4月に入ったので、この記事を斬る。それは大胆にも『スクープ 大横綱 白鵬 決意固めた三月場所後 電撃引退』というタイトルが掲載されていた「週刊大衆」2月23日号だ。

記事には、「三月の大阪場所後に電撃引退!」とある。この背景には、初場所で大横綱・大鵬の史上最多33回目の優勝という記録を抜き、前人未踏の記録を作った翌日、「疑惑の相撲があるんですよ。あんなの子供が見てもわかる」と、取り直しとなった稀勢の里との取り組みで、土俵際の「物言い」がついた一番について、審判部を批判した事件がある。

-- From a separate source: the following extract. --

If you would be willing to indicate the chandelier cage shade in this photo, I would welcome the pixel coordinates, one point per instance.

「一気に白鵬は『生意気だ』『品格がない』と相撲ファンに叩かれるヒールとなりました。あの瞬間に、白鵬は朝青龍と同列の品格がない横綱になり下がったのです。マスコミの前だけでなく、後援会でもぶっきらぼうな態度を貫き、34回目の優勝を果たした大阪場所でもマスコミには優勝インタビューまでは、口をききませんでした」(スポーツ紙記者)

「週刊大衆」はこう書いている。

「引退があるとすれば、はたしていつなのだろうか。『白鵬は最近、〝自分の独り勝ち状態に〝張り合いがないよね〟と漏らしていましたからね。キリのいいのが好きな横綱のこと。自身が初土俵を踏んだのと同じ三月場所でーつまり次の大阪場所にでも〝Xデー〟があるかも……』(白鵬のタニマチ筋)

また、協会内部からは、
「白鵬は八百長疑惑で揺れる協会を一人で支えてくれた功労者ですが、今回の発言は重大。もし、また白鵬が問題を起こすなら、協会は引退させるくらいの覚悟で臨まないと…」という声まで聞かれる。 だが、相撲界を盛り上げた最強横綱がこのまま引退とは、あまりにも寂しい。

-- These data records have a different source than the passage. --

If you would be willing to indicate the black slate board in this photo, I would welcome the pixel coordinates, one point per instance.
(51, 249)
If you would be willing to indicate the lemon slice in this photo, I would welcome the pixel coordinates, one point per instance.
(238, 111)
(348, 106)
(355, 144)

ひとまず白鵬は、1月31日にテレビ番組で「多くの人にご迷惑、心配をかけ、お詫びしたいです」と謝罪した。ところが審判部への謝罪はまったくない。

白鵬の問題発言に「問題があった」するならば、白鵬が押し出すときに、白鵬の足が返っているタイミングと、稀勢の里の体が土につくのが同時であったと審判部が説明のアナウンスしていない点につきる。そう、あの問題の本質は「審判部」が下手すぎるということだ。

「あれは誰がどう見ても同体だ。誰も白鵬に『足が返っていました』と教えていないとすれば、部屋の中で弟子や側近にも『甘やかしすぎだ』と批判されてもしかたがない側面があります」(相撲記者)

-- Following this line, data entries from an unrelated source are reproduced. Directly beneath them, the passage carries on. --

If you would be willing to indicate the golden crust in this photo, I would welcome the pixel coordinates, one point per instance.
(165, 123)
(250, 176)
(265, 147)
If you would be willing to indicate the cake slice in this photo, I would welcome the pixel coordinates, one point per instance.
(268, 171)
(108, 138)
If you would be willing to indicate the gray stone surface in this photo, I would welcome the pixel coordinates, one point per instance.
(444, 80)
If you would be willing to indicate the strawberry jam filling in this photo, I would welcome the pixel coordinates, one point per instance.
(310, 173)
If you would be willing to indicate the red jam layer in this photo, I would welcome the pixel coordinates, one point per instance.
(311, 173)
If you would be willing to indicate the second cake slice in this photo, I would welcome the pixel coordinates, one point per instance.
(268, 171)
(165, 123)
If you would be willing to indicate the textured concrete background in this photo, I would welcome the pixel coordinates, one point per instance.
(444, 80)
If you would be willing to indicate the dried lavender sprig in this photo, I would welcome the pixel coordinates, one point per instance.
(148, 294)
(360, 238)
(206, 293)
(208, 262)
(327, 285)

ちなみに、宮城野親方は1月27日に北の湖理事長と審判部長の伊勢ヶ浜親方(54=元横綱旭富士)に謝罪し、白鵬本人にも注意を与えたという。

◆幕内力士の半分以上がモンゴル出身の時もある大相撲の現実

だが、僕はもっとこの問題に強く踏み込む。そもそも大相撲にモンゴル人は多すぎではないだろうか。

場所にもよるが、幕の内に限っては、半分以上がモンゴル出身のときもある。

「そもそも、大相撲のなり手が少ないから、親方たちがモンゴルにスカウトに行って大量に連れてきた。それなのに『日本に来たら日本流に従え』とばかりに品格を押しつけるのはいかがなものか。そんなに品格や振る舞いが重要ならば、相撲教習所で徹底的に言葉使いから教えていくべきだ。その場しのぎで力士を連れてきて、今。礼儀がどうのと嘆いても始まらないと思うが」(同)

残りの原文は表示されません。